This is the kind of place I could see myself settling down at.
I’m not fond of too many worldly attachments. If I got a chance, I would drop everything and just take my bike and walk.
But as a lot of other people who say that, I’m also scared.
What if anything happens? And ANYTHING can happen.
But life is an adventure and I want in on it. I don’t want to be stuck in one place for the rest of my life. I don’t want a full time job, I don’t want a nice apartment in the city or a fine cottage on the countryside. I want a sleeping bag and a good bike. I want a challenge…
First though, I have to fix myself. Something that does keep me locked down is the flood of medication I still have to take to survive each day.

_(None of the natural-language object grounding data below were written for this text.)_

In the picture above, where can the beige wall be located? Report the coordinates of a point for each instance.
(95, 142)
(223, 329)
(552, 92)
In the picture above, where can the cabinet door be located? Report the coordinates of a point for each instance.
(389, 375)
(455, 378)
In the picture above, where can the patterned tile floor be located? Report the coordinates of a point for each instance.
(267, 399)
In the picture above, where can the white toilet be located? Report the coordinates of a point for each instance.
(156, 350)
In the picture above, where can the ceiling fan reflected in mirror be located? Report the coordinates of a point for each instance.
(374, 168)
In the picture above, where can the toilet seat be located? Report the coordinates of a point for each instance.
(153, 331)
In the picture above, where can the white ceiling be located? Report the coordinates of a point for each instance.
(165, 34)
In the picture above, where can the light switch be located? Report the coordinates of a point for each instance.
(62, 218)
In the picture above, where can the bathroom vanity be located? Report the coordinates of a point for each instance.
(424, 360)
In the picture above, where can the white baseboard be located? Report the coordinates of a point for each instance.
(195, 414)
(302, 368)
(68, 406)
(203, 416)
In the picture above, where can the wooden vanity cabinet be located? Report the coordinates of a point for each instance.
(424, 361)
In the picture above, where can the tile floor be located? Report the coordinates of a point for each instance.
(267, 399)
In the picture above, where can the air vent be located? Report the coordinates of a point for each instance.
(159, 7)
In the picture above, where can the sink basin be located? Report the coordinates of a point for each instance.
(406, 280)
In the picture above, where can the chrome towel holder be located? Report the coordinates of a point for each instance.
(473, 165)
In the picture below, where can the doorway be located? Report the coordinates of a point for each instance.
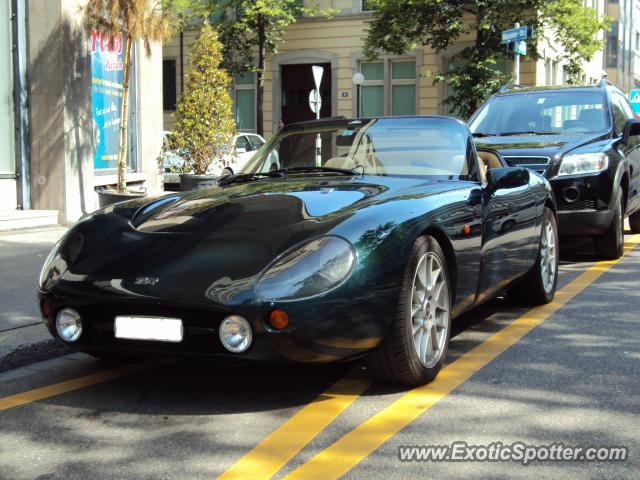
(297, 82)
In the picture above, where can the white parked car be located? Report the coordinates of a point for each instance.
(243, 148)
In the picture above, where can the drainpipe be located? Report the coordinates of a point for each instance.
(20, 102)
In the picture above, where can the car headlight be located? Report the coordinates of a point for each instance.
(61, 256)
(311, 269)
(583, 163)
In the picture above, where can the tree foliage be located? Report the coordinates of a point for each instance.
(473, 73)
(205, 126)
(146, 20)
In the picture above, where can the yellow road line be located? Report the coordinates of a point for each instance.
(348, 451)
(75, 384)
(285, 442)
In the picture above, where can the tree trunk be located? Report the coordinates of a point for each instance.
(261, 60)
(122, 152)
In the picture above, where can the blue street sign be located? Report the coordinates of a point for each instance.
(515, 34)
(634, 98)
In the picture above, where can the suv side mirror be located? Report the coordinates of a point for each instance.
(510, 177)
(631, 129)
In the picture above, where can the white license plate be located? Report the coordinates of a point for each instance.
(149, 328)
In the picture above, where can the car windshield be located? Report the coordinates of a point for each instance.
(562, 113)
(403, 146)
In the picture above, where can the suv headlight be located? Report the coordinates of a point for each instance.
(311, 269)
(583, 163)
(61, 256)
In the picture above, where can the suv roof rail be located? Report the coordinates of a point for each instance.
(509, 86)
(605, 82)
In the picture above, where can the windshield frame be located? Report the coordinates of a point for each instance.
(547, 92)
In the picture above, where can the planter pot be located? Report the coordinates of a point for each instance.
(189, 181)
(109, 197)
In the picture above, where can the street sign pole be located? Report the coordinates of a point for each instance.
(516, 37)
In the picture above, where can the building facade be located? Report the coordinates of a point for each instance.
(53, 135)
(394, 84)
(622, 59)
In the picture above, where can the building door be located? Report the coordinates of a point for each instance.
(297, 82)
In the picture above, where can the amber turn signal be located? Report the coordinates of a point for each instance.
(278, 319)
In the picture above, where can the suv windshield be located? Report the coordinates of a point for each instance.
(562, 112)
(407, 146)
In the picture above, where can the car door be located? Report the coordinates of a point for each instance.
(510, 237)
(623, 112)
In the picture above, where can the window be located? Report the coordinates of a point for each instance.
(169, 91)
(621, 111)
(245, 102)
(389, 88)
(242, 144)
(7, 160)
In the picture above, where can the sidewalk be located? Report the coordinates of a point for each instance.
(23, 336)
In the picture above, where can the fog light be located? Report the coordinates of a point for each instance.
(235, 334)
(278, 319)
(69, 324)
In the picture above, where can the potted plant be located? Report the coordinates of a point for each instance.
(205, 126)
(146, 20)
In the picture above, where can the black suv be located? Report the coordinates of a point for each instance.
(585, 140)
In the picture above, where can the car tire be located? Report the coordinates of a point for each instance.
(415, 348)
(609, 245)
(538, 286)
(634, 222)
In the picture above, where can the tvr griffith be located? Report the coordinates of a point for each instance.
(339, 239)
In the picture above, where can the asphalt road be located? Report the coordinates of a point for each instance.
(566, 373)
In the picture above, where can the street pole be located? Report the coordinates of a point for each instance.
(516, 61)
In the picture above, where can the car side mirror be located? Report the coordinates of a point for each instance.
(510, 177)
(631, 129)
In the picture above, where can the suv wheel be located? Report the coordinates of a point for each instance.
(609, 245)
(414, 350)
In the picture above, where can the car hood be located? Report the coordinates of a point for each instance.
(533, 145)
(217, 241)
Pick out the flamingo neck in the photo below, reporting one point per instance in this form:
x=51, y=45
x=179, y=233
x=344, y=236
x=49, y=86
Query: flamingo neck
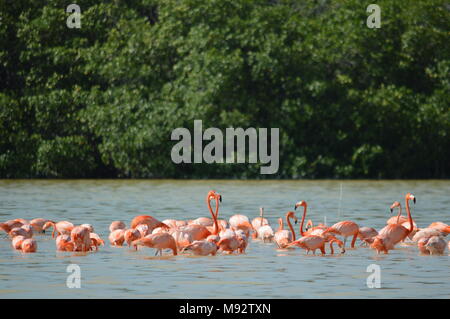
x=290, y=226
x=303, y=220
x=399, y=213
x=214, y=215
x=280, y=224
x=411, y=226
x=262, y=216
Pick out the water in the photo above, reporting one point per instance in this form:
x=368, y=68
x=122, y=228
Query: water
x=263, y=272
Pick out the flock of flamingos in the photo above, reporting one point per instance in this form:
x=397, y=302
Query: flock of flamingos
x=207, y=236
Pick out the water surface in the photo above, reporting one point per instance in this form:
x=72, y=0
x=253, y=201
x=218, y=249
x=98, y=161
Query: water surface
x=263, y=272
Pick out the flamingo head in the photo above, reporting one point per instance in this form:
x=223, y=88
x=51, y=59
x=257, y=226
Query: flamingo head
x=378, y=244
x=291, y=215
x=410, y=196
x=300, y=203
x=394, y=204
x=212, y=194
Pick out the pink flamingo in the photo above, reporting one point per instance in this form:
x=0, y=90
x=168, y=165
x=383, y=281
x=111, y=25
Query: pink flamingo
x=402, y=220
x=10, y=224
x=241, y=222
x=17, y=242
x=63, y=227
x=29, y=245
x=366, y=234
x=434, y=245
x=440, y=226
x=117, y=224
x=203, y=247
x=284, y=237
x=64, y=243
x=392, y=234
x=81, y=238
x=96, y=241
x=309, y=242
x=345, y=229
x=116, y=238
x=38, y=224
x=199, y=232
x=150, y=221
x=229, y=244
x=131, y=235
x=159, y=241
x=25, y=231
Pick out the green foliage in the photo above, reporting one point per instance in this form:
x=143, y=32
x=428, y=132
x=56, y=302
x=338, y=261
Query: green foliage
x=102, y=101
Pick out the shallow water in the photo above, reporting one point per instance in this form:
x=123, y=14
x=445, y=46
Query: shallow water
x=263, y=272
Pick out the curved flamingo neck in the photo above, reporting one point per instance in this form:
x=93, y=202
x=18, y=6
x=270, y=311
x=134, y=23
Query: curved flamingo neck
x=399, y=213
x=280, y=224
x=303, y=220
x=411, y=225
x=214, y=215
x=262, y=215
x=290, y=226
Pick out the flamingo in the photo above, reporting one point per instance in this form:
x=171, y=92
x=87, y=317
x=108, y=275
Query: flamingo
x=81, y=238
x=64, y=243
x=243, y=240
x=309, y=242
x=263, y=229
x=117, y=224
x=229, y=244
x=241, y=222
x=96, y=240
x=199, y=232
x=203, y=221
x=203, y=247
x=399, y=219
x=10, y=224
x=116, y=238
x=434, y=245
x=393, y=233
x=159, y=241
x=265, y=233
x=17, y=242
x=366, y=234
x=283, y=237
x=335, y=240
x=38, y=224
x=426, y=233
x=63, y=227
x=258, y=222
x=345, y=228
x=29, y=245
x=89, y=227
x=402, y=220
x=150, y=221
x=440, y=226
x=25, y=231
x=143, y=230
x=131, y=235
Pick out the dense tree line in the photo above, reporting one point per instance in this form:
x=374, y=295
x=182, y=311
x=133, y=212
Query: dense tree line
x=102, y=100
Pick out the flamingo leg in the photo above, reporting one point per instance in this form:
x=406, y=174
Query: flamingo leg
x=354, y=240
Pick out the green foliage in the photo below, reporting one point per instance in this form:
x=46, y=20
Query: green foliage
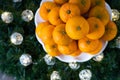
x=107, y=69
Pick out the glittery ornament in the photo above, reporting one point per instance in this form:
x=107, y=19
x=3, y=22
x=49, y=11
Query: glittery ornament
x=49, y=60
x=25, y=59
x=99, y=57
x=55, y=76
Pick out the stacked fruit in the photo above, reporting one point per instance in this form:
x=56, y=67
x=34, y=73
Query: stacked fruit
x=74, y=26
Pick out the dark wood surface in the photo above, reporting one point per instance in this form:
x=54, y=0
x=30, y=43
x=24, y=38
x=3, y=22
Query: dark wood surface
x=5, y=77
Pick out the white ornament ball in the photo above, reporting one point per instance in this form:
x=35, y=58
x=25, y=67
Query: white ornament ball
x=25, y=59
x=27, y=15
x=99, y=57
x=115, y=14
x=74, y=65
x=16, y=38
x=55, y=76
x=17, y=1
x=7, y=17
x=49, y=60
x=85, y=74
x=118, y=42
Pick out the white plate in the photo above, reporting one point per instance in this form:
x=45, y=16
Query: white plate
x=83, y=57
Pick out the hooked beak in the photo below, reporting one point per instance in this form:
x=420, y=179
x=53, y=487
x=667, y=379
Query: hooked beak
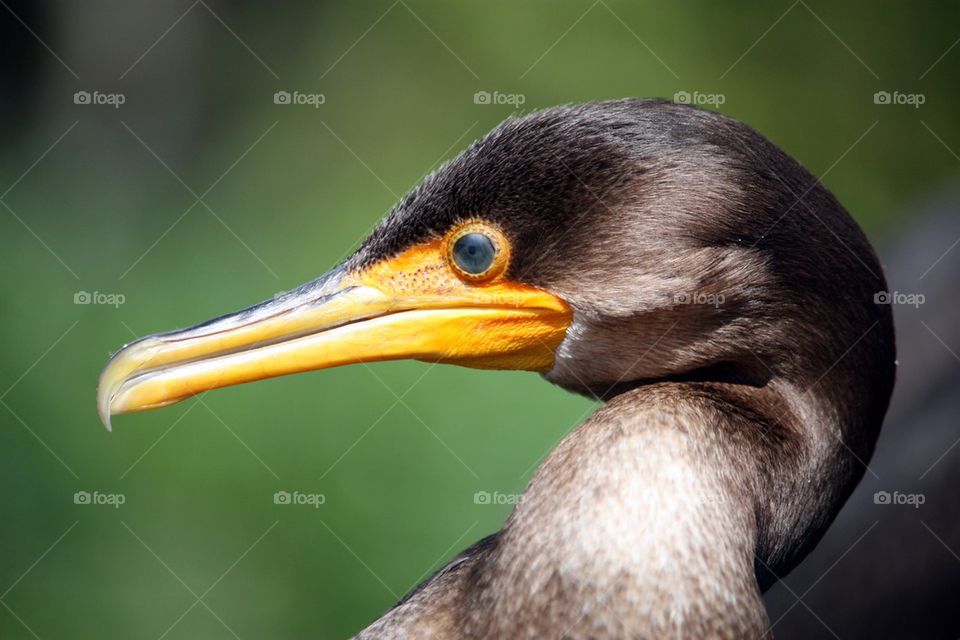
x=404, y=307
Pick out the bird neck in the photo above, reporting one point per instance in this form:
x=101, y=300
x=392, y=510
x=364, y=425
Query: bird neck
x=641, y=523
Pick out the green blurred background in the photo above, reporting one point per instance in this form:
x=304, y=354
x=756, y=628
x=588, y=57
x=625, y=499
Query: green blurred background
x=105, y=199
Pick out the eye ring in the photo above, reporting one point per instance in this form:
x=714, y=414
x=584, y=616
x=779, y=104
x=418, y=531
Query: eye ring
x=478, y=252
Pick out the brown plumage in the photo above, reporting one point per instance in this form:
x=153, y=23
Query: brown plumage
x=735, y=427
x=693, y=276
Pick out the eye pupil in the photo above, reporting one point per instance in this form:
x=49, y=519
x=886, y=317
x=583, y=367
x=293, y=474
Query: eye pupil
x=474, y=253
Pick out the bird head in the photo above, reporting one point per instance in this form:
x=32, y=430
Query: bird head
x=600, y=245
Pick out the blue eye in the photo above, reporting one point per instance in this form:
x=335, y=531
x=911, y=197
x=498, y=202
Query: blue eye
x=474, y=253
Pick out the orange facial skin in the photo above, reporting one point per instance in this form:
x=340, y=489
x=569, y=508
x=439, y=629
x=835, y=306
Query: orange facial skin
x=415, y=305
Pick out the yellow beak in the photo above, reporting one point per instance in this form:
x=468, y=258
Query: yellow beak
x=410, y=306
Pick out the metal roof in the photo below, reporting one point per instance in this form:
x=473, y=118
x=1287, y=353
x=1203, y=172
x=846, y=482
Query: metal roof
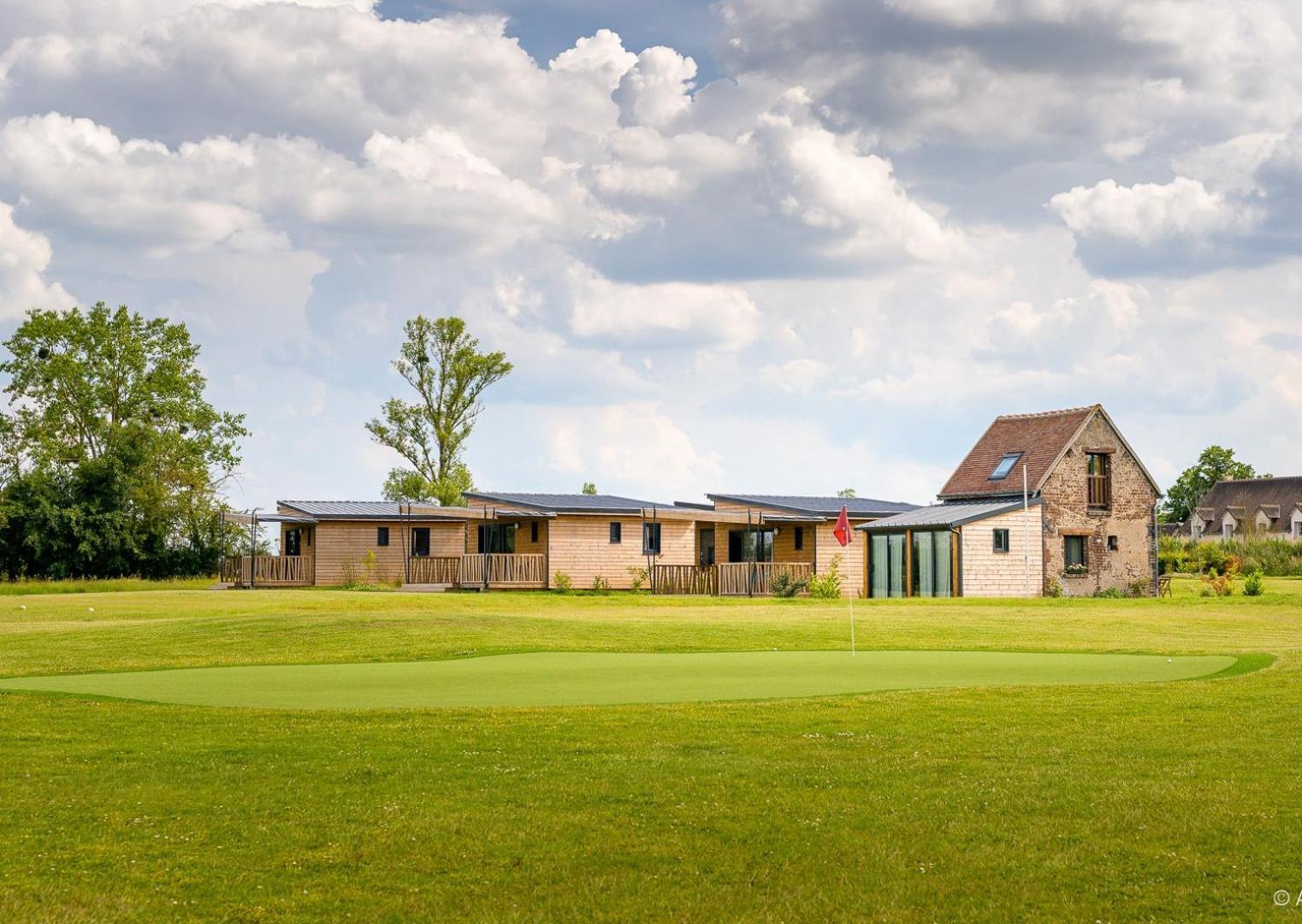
x=564, y=502
x=828, y=506
x=944, y=514
x=366, y=511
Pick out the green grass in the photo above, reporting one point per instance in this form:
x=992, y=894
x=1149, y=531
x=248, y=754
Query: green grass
x=1086, y=802
x=100, y=586
x=613, y=678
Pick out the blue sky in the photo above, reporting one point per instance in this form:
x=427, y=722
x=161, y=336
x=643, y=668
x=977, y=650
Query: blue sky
x=735, y=246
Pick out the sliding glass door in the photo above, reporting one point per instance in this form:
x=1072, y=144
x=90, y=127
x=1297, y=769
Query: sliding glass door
x=928, y=567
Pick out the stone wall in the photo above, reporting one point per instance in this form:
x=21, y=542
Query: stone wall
x=1129, y=519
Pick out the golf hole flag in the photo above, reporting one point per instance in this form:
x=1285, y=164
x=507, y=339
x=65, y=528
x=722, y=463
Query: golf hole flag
x=843, y=527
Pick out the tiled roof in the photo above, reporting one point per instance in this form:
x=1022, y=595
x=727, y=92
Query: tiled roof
x=828, y=506
x=944, y=514
x=1279, y=496
x=564, y=502
x=1039, y=439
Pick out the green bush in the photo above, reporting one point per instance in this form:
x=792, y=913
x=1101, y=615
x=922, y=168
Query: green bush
x=827, y=586
x=783, y=584
x=1275, y=557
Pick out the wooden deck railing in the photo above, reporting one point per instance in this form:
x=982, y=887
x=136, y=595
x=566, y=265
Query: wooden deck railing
x=701, y=579
x=269, y=571
x=750, y=578
x=504, y=571
x=434, y=569
x=1099, y=491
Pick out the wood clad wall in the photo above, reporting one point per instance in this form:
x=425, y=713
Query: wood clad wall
x=524, y=546
x=581, y=547
x=817, y=536
x=1004, y=574
x=339, y=541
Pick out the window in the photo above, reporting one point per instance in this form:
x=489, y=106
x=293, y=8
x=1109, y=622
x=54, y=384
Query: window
x=1098, y=469
x=1005, y=465
x=498, y=537
x=1073, y=554
x=750, y=546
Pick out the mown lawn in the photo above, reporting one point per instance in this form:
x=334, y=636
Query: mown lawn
x=1155, y=801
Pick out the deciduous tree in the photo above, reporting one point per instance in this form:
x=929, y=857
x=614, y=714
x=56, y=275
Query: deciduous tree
x=444, y=367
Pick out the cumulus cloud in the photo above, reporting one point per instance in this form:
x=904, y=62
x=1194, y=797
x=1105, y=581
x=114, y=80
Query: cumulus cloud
x=633, y=444
x=1149, y=212
x=655, y=92
x=703, y=315
x=24, y=259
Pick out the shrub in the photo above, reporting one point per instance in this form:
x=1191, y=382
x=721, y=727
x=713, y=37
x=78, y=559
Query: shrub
x=827, y=586
x=1217, y=584
x=783, y=584
x=361, y=574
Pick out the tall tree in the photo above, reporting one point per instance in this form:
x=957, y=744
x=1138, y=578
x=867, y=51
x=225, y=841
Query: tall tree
x=1215, y=464
x=448, y=372
x=112, y=456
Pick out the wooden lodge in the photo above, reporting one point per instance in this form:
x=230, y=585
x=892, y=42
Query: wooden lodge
x=733, y=546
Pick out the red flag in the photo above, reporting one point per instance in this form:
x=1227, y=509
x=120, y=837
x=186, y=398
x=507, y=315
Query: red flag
x=843, y=527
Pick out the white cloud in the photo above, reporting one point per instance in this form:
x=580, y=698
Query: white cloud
x=655, y=92
x=24, y=260
x=631, y=444
x=700, y=315
x=1149, y=212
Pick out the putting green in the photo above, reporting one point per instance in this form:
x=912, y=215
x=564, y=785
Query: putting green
x=590, y=678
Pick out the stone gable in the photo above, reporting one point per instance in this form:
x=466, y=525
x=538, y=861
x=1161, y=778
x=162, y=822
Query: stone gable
x=1129, y=521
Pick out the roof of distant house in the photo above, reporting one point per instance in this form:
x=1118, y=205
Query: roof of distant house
x=369, y=511
x=994, y=466
x=945, y=514
x=1277, y=497
x=564, y=502
x=823, y=505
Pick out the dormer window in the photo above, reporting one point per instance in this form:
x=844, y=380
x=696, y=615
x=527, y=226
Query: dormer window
x=1005, y=465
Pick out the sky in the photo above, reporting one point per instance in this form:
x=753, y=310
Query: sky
x=780, y=246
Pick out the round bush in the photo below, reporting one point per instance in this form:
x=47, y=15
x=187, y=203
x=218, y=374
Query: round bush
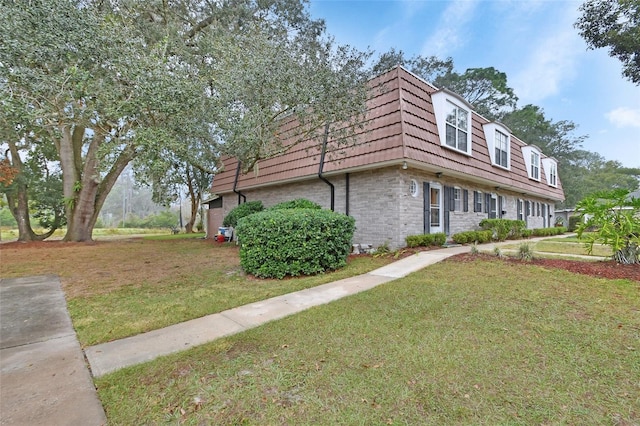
x=277, y=243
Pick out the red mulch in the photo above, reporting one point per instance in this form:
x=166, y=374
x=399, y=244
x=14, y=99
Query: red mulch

Miss one dose, and It’s almost over.
Once I’, healthy though… off I go.
Braving the roads and just setting out isn’t for everyone. People want adventures, but maybe for a week or two until they get back to the safety of their homes.
I don’t want that. I want to walk until I drop down dead of age. (Or a gunshot, you never know, the important thing is that I got my adventure, after that, how I die is just another little setback… eh… yeah you get it…)
For so long I’ve just wanted to sell all my things, say goodbye to the people I know, pack my bag with essentials and just… go.
I feel all fuzzy inside talking (writing) about this…
As true as it is, most people won’t understand why the hell I would leave everything I know and set off, I can’t understand how you could possibly want to settle down with a family and go about with a daily routine and keep doing what you’ve always done. Work, eat, sleep.
That life is not for me.
What the hell? You actually read this far? Pat yourself on the back, you stopped to read my shit instead of scrolling down to the next gif.